Peter Greene’s latest post offers hope that a failed experiment in Tennessee may finally come to an end:
Peter gives a quick history of this failed model. Here is some more insight:
“The state has failed miserably in running schools and the state should not be in the business of being a school district, period,” State Rep. Antonio Parkinson said. “The Achievement School District came in and aggressively divided these communities and took over these schools, and then they performed worse than the schools they actually took over.”
The latest data from the Department of Education shows each of the four schools report less than five percent of students performing at grade level. ASD as a whole reports just 4.5 percent of students performing at grade level.
Almost immediately, there were problems.
Some charter operators dropped out, and new operators swooped in. A series of directors attempted to run the rapidly sinking ship.
There were even Thunderdome-like contests early on to decide which schools would be handed over to charter operators, despite parent and community objections.

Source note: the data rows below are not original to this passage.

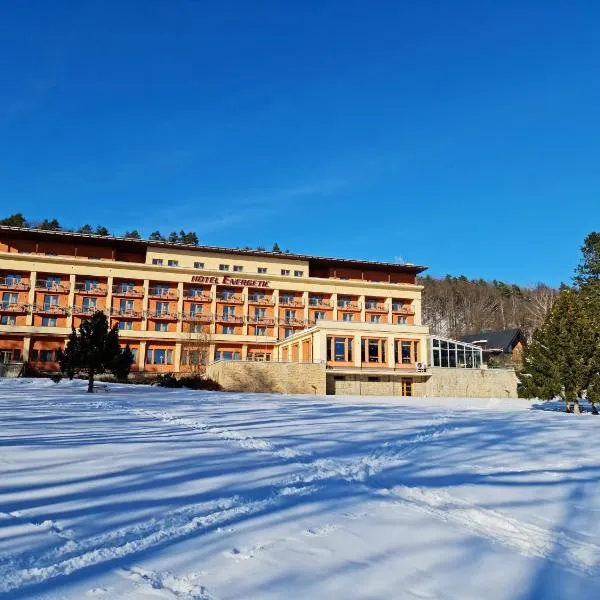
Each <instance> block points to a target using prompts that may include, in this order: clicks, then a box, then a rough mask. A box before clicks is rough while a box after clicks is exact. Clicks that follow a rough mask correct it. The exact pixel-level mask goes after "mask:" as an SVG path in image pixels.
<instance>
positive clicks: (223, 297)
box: [217, 292, 244, 304]
mask: <svg viewBox="0 0 600 600" xmlns="http://www.w3.org/2000/svg"><path fill="white" fill-rule="evenodd" d="M217 300H218V301H219V302H229V303H230V304H243V303H244V296H242V295H241V294H229V293H223V292H221V293H219V294H217Z"/></svg>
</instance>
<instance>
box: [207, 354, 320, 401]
mask: <svg viewBox="0 0 600 600" xmlns="http://www.w3.org/2000/svg"><path fill="white" fill-rule="evenodd" d="M207 375H208V376H209V377H210V378H211V379H213V380H214V381H216V382H217V383H219V384H220V385H221V386H222V387H223V389H224V390H226V391H232V392H234V391H241V392H274V393H280V394H311V395H315V394H319V395H322V394H325V366H324V365H321V364H300V363H270V362H238V361H231V362H218V363H215V364H212V365H209V366H208V369H207Z"/></svg>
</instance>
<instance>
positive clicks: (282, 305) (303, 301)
mask: <svg viewBox="0 0 600 600" xmlns="http://www.w3.org/2000/svg"><path fill="white" fill-rule="evenodd" d="M279 304H280V306H294V307H300V308H302V307H303V306H304V300H303V299H302V298H286V297H281V296H280V297H279Z"/></svg>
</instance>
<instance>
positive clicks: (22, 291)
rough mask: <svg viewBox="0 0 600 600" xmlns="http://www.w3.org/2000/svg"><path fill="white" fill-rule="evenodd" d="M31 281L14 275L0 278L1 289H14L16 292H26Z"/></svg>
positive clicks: (10, 289) (29, 286)
mask: <svg viewBox="0 0 600 600" xmlns="http://www.w3.org/2000/svg"><path fill="white" fill-rule="evenodd" d="M29 288H30V285H29V283H26V282H22V281H20V280H17V279H14V278H13V277H2V278H0V290H13V291H15V292H26V291H27V290H29Z"/></svg>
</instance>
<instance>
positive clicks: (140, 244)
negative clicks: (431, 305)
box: [0, 225, 427, 274]
mask: <svg viewBox="0 0 600 600" xmlns="http://www.w3.org/2000/svg"><path fill="white" fill-rule="evenodd" d="M5 232H6V233H12V234H19V236H20V237H25V238H27V237H29V238H38V239H39V238H45V239H53V240H56V241H67V242H68V241H74V240H81V241H82V242H86V243H90V244H97V245H102V246H116V247H118V248H120V249H123V250H127V249H129V250H135V249H137V250H145V249H146V248H150V247H152V248H157V247H158V248H173V249H179V250H181V249H185V250H196V251H198V252H218V253H224V254H236V255H245V256H262V257H270V258H282V257H285V258H288V259H292V260H294V259H295V260H302V261H308V262H309V263H310V265H311V266H313V267H336V266H337V267H348V268H358V269H374V270H386V271H391V272H402V273H406V272H410V273H415V274H417V273H422V272H423V271H425V270H426V269H427V267H425V266H422V265H414V264H412V263H388V262H379V261H375V260H363V259H352V258H332V257H324V256H311V255H308V254H293V253H287V252H286V253H281V252H269V251H267V250H243V249H240V248H225V247H222V246H206V245H200V244H199V245H198V246H195V245H193V244H178V243H172V242H166V241H157V240H148V239H144V240H138V239H134V238H125V237H118V236H102V235H96V234H88V233H77V232H73V231H47V230H45V229H34V228H29V227H10V226H7V225H0V233H5Z"/></svg>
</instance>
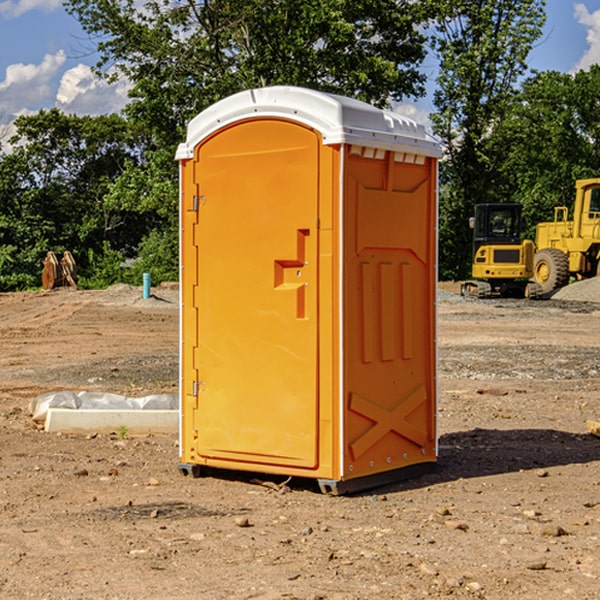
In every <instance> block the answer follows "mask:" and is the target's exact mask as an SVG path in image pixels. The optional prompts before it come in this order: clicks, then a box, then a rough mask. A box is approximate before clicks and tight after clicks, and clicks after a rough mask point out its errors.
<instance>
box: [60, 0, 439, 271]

In 2020, New York City math teacher and popular blogger Gary Rubinstein, who tracked the ASD from its inception, reported the ASD’s “initial promise” to take over the bottom 5 percent of schools and “catapult them into the top 25 percent in five years” had “completely failed . . . . Chris Barbic resigned, Kevin Huffman resigned, Barbic’s replacement resigned. Of the thirty schools, they nearly all stayed in the bottom 5 percent except a few that catapulted into the bottom 10 percent.”
Interestingly, Ezra Howard has an analysis of ASD schools compared to Memphis iZone schools over at Bluff City Ed.
Howard has written about the ASD before, noting that when compared to the trajectory district schools were on before ASD takeover, the ASD schools are actually doing worse now.
The most recent analysis by Howard shows that by and large, district-led school turnarounds get better results than ASD efforts.
The closure of the ASD is long overdue.